Wazuh SSO with Zitadel using SAML 2.0
Posted on April 6, 2026 • 12 minutes • 2469 words
Introduction
Wazuh is a solid open-source SIEM, but when it comes to SSO the documentation is thin. The official docs cover Keycloak, OneLogin and a few others but not Zitadel. There is even an open issue requesting Zitadel support and it has been sitting there for a while.
I run Zitadel as my identity provider and needed SAML-based SSO for my Wazuh Dashboard. The biggest pain point was that Zitadel does NOT include project roles in SAML assertions by default. Unlike OIDC where you get urn:zitadel:iam:org:project:roles for free, SAML gets nothing. You have to create a Zitadel Action to inject roles into the SAML response. Many people get stuck at this exact point — SSO login works but the user lands with zero permissions because the roles never arrive.

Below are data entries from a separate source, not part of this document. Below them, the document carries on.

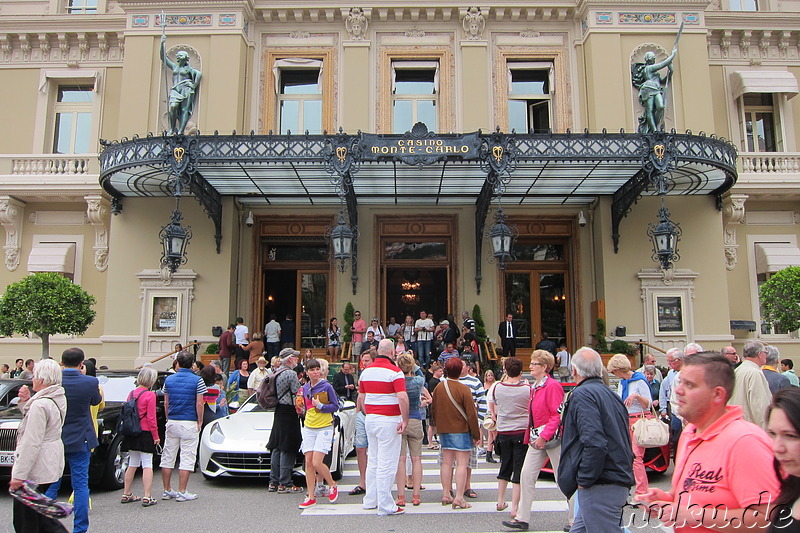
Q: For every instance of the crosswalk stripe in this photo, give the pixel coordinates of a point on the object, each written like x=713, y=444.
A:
x=427, y=508
x=434, y=486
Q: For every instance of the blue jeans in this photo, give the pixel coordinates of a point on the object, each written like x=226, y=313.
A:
x=79, y=471
x=602, y=506
x=280, y=470
x=423, y=352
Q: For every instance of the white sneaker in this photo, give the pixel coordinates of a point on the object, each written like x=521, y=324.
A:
x=185, y=496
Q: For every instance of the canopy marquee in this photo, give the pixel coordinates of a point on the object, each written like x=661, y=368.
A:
x=420, y=169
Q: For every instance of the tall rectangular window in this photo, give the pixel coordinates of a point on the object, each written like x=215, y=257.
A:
x=81, y=6
x=415, y=94
x=759, y=122
x=300, y=100
x=530, y=96
x=73, y=119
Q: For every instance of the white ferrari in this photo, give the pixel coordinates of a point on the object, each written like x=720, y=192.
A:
x=236, y=445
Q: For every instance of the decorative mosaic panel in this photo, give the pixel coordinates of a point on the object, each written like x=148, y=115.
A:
x=604, y=17
x=691, y=18
x=647, y=18
x=185, y=20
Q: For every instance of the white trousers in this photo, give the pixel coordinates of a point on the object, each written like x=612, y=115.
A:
x=382, y=456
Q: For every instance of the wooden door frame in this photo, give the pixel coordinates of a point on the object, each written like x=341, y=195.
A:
x=442, y=228
x=551, y=228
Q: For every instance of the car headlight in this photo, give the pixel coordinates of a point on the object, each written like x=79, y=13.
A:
x=216, y=435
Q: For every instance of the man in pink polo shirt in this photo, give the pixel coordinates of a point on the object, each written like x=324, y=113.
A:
x=382, y=394
x=724, y=476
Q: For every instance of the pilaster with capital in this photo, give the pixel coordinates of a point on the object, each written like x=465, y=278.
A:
x=733, y=212
x=12, y=212
x=97, y=209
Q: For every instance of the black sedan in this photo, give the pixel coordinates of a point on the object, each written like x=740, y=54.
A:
x=108, y=462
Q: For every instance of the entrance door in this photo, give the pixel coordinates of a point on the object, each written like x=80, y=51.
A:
x=538, y=301
x=302, y=294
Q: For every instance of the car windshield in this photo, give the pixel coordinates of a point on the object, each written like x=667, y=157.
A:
x=116, y=388
x=251, y=405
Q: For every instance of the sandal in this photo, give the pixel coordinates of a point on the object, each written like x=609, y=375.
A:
x=461, y=505
x=129, y=498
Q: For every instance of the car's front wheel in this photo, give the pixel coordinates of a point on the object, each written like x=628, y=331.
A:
x=116, y=465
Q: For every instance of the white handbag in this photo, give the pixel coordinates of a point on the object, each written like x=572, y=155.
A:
x=651, y=432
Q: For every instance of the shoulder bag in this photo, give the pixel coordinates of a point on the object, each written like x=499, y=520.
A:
x=650, y=432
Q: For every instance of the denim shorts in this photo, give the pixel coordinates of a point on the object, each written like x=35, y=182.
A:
x=461, y=442
x=361, y=431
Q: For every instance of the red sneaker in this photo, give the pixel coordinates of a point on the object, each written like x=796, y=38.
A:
x=308, y=502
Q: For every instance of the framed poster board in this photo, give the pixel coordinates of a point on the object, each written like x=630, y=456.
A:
x=165, y=314
x=669, y=314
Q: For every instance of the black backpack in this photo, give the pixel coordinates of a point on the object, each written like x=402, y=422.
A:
x=129, y=423
x=267, y=393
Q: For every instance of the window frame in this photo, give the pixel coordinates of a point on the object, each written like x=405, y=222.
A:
x=755, y=300
x=560, y=112
x=445, y=116
x=415, y=99
x=271, y=111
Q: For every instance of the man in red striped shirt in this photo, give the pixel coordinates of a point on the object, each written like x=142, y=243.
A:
x=383, y=397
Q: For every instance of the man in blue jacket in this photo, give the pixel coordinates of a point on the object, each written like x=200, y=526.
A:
x=78, y=433
x=183, y=402
x=596, y=452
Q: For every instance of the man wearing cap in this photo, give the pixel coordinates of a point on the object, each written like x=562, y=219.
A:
x=285, y=438
x=382, y=395
x=257, y=376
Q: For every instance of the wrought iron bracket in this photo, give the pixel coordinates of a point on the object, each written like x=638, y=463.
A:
x=481, y=212
x=623, y=200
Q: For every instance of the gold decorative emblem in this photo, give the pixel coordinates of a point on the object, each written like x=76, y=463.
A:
x=497, y=152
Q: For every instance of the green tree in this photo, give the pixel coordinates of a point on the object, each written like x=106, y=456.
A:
x=45, y=303
x=780, y=299
x=349, y=318
x=480, y=326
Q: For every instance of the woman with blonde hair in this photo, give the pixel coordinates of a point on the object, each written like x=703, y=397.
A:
x=635, y=394
x=418, y=399
x=142, y=446
x=545, y=401
x=39, y=456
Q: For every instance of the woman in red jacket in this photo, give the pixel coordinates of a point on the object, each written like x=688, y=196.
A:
x=143, y=445
x=547, y=396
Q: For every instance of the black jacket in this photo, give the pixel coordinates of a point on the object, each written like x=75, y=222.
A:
x=596, y=443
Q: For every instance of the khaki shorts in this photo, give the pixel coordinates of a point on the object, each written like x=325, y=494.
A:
x=412, y=438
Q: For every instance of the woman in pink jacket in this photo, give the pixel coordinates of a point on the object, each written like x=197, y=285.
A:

This post covers the full integration end to end: generating the SP metadata XML, configuring Zitadel with the SAML app, injecting roles via Actions and Flows, mapping those roles to Wazuh permissions on both OpenSearch and the Wazuh Manager API layers, and the config files you need to touch.
How It Works
The SAML flow between the browser, Wazuh and Zitadel looks like this:
User Browser
│
│ 1. Access Wazuh Dashboard
▼
┌──────────────────────────┐
│ Wazuh Dashboard │
│ (OpenSearch Security) │
│ │
│ Detects no session → │
│ Sends SAML AuthnRequest │
└────────────┬─────────────┘
│
│ 2. Redirect to Zitadel
▼
┌──────────────────────────┐
│ Zitadel IdP │
│ │
│ User authenticates │
│ (password, MFA, etc.) │
└────────────┬─────────────┘
│
│ 3. SAML Response (HTTP POST)
│ with roles in assertion
▼
┌──────────────────────────┐
│ Wazuh ACS endpoint │
│ /_opendistro/ │
│ _security/saml/acs │
│ │
│ Validates assertion │
│ Maps roles → │
│ all_access or │
│ kibana_read_only │
│ │
│ Creates session │
└──────────────────────────┘
The critical piece in step 3 is that the SAML assertion must contain a Roles attribute with the user’s project roles from Zitadel. Without that, OpenSearch has no idea what backend roles to assign and the user gets an empty session.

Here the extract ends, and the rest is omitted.